Thursday, December 11, 2008

Two literary pilgrimage maps - only one still standing

More than a year ago I created a map tracing John Steinbeck's journey with his poodle Charley in the fall of 1960. In time, it got more than 8000 visits and five users rated it to give it 5 stars. One day last week I looked at it and found that someone had hacked it - taken away the ratings and past comments and replacing them with a rather condescending remark about how Steinbeck made up a lot of things in that trip. I complained to Google, waited a week and concluded that Google doesn't much care. So I deleted the map. Google giveth and Google taketh away. I can't imagine how anyone could do that if they don't work for Google, but there are smart people out there who are also psychopathic.

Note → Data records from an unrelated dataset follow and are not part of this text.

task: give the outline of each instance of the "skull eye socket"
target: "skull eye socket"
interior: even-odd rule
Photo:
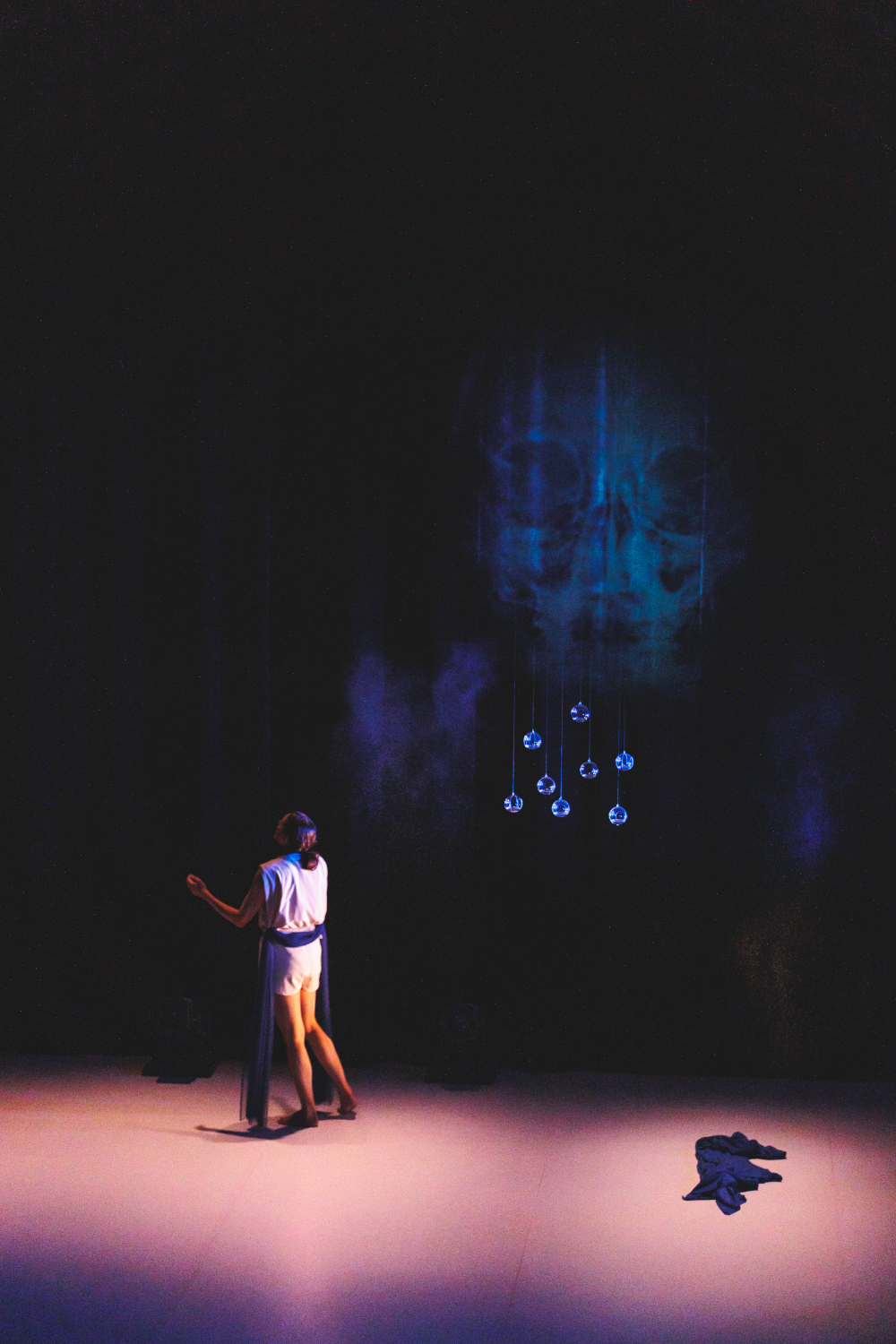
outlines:
[[[582,503],[582,466],[557,439],[521,439],[505,450],[513,516],[524,527],[563,531]]]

A second map, made at about the same time traces the places in America that have a connection to Mark Twain. It's brand new so I've only got to the places he visited as a journeyman printer. You can see it take shape at http://maps.google.com/maps/ms?hl=en&ie=UTF8&msa=0&msid=102923703941959514621.00045dc9dc76fd8686f0a&z=6

Google Earth Community allows developers to post KML files to promote geotagging projects. Each subject area has two levels. An open level that any member can post to. Then those postings are patrolled by moderators, who sometimes move them into the elite moderated area. When I posted the Charley information last Saturday, I was astonished to find that the posting had been moved up in less than half an hour. Like my ego needed more feeding.